A smiling gym manager answers the phone at the front desk of a gym business.

When you opened a gym, someone might have told you to “just be a good coach” and the rest would take care of itself.

Right?

Well, bad news: “The rest” is your business. And that’s 90 percent of your job now.

Being a good coach is necessary but insufficient for running a good business.

And (possibly) the worst part? None of us realized that we’d have to manage other people. But we do.

Here’s how to do it successfully.


Step 1

Tell them exactly what they have to do.

In the previous post in this series, I said that you must set up and document your systems in such a way that a 12-year-old could understand the instructions. Not because your staff is uneducated or dumb but because this will force you to think through the gaps in understanding.

If you don’t tell someone how to mix the soap in the mop bucket, they’ll do it differently. They might do it wrong. If you don’t tell them exactly what time to start class, they might start it late or early.

Write your systems (sometimes called standard operating procedures or SOPs) as if you’re writing them for your preteen nephew. Skip no steps. No one can read your mind.


Step 2

Coach them through it at least once.

You know how you coach clients through their workouts? You must coach your staff through their jobs.

They need more coaching in the beginning but will still need regular evaluations and correction over time.

This isn’t “hand holding”—it’s coaching. And it’s your job.


Step 3

Have them schedule the time to do the job.

This is easy for simple jobs such as cleaning: “Show up at 9, heat up the water,” and so on. It’s less easy for jobs such as lead nurture, where staff can be “kinda on, kinda off” 24 hours a day.

I teach my staff to make appointments with themselves to do the work. My higher-level staff members (like a GM) have a Golden Hour practice, just like I do. My GM starts every single day by doing one thing to grow the gym.

We determine his list at the start of each month, he executes daily, and I know someone is working to actually grow my gym every day instead of scrolling Instagram and just clocking his hours.


Step 4

Evaluate quarterly.

Everything degrades over time. A quarterly Career Roadmap meeting can realign each staff person and clarify what they want, how to get it and how they’re doing so far.

These are coaching meetings. Just as you do Goal Review Sessions for your clients, you need to do Career Roadmap meetings for your coaches.


The Basics—on Repeat


You can read all the leadership books about eating the frogs and doing the hard things and starting with why, but repeating these basics over and over will get you 90 percent of the way to a well-run gym with minimal frustration.

Any time I meet a gym owner who blames “the millennials” or their “uninvested staff,” I ask if they’re doing these four things. Nine times out of 10, they have a “process problem” that will be solved with these four steps.

The other 10 percent of the time, they actually have a “people problem”—but they’ll never know until they fix their processes.

At the start of this post, I said that being a good coach is necessary but insufficient for running a good business. You probably didn’t want to hear that—I sure didn’t.
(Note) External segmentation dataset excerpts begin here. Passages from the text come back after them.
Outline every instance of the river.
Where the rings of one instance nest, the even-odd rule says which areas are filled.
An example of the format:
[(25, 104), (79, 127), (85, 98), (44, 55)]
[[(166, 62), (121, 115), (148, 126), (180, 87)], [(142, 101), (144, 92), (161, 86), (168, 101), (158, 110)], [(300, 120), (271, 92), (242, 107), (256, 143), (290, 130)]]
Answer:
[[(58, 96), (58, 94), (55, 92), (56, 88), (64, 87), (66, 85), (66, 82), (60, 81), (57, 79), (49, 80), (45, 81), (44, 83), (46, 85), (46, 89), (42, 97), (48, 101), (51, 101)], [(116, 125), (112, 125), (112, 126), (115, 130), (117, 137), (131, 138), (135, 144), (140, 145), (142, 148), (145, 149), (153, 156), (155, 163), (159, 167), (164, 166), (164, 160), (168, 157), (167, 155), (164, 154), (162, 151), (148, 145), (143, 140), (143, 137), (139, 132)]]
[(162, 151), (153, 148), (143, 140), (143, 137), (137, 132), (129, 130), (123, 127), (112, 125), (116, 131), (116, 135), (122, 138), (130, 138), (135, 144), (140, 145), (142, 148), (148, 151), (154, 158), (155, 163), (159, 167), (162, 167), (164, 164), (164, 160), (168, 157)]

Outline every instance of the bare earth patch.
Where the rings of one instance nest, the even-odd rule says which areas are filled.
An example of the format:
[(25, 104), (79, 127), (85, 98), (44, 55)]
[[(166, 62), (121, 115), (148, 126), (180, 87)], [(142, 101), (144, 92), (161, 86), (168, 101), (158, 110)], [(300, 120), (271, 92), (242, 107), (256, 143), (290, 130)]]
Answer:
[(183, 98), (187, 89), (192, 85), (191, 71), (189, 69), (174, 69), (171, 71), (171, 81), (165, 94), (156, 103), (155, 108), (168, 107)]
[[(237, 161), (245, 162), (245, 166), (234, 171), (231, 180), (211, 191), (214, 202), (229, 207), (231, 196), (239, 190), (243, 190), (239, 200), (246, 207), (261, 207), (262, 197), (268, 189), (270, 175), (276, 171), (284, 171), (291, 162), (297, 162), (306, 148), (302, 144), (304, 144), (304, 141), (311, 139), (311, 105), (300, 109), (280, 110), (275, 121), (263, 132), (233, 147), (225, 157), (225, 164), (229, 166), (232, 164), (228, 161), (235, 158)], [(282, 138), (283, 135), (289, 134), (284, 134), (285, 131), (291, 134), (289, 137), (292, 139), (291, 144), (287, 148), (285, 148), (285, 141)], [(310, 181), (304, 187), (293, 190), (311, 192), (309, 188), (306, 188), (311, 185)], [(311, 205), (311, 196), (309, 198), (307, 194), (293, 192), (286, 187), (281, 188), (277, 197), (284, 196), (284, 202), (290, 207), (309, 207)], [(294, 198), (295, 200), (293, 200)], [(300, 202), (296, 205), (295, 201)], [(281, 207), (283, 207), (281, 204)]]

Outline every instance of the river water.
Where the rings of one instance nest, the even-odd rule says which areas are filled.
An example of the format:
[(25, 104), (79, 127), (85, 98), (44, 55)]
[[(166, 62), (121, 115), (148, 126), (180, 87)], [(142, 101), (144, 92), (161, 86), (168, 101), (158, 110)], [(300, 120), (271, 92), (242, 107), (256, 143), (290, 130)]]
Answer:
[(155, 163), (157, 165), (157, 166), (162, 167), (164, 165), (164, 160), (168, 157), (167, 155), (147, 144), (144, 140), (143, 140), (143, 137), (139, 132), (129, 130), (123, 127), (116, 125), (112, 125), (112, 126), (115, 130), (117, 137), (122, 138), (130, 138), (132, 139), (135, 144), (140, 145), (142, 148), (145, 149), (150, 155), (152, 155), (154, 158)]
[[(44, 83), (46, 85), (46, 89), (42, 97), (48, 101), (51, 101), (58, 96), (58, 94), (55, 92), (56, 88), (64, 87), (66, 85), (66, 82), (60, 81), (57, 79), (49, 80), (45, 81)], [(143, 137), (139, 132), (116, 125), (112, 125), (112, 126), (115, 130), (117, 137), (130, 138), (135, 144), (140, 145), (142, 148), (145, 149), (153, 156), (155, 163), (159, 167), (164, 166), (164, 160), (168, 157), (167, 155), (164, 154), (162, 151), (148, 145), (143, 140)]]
We all wish that just being “the best” at our jobs would make us financially stable.

But when you open a gym, your job is no longer “coach.” It’s “owner.” If you want to be financially stable, you have to be good at the owner job.

Want proof? Close to 9,000 gyms go out of business every year. Most are owned by good coaches. Some are owned by great coaches.

All those people opened gyms out of passion, prayed every night, listened to every podcast and read every book. They’re not dumber than you are; they weren’t lazy.

They simply believed the story that being a good coach would somehow make their businesses successful.

My mission is to save you from that lie.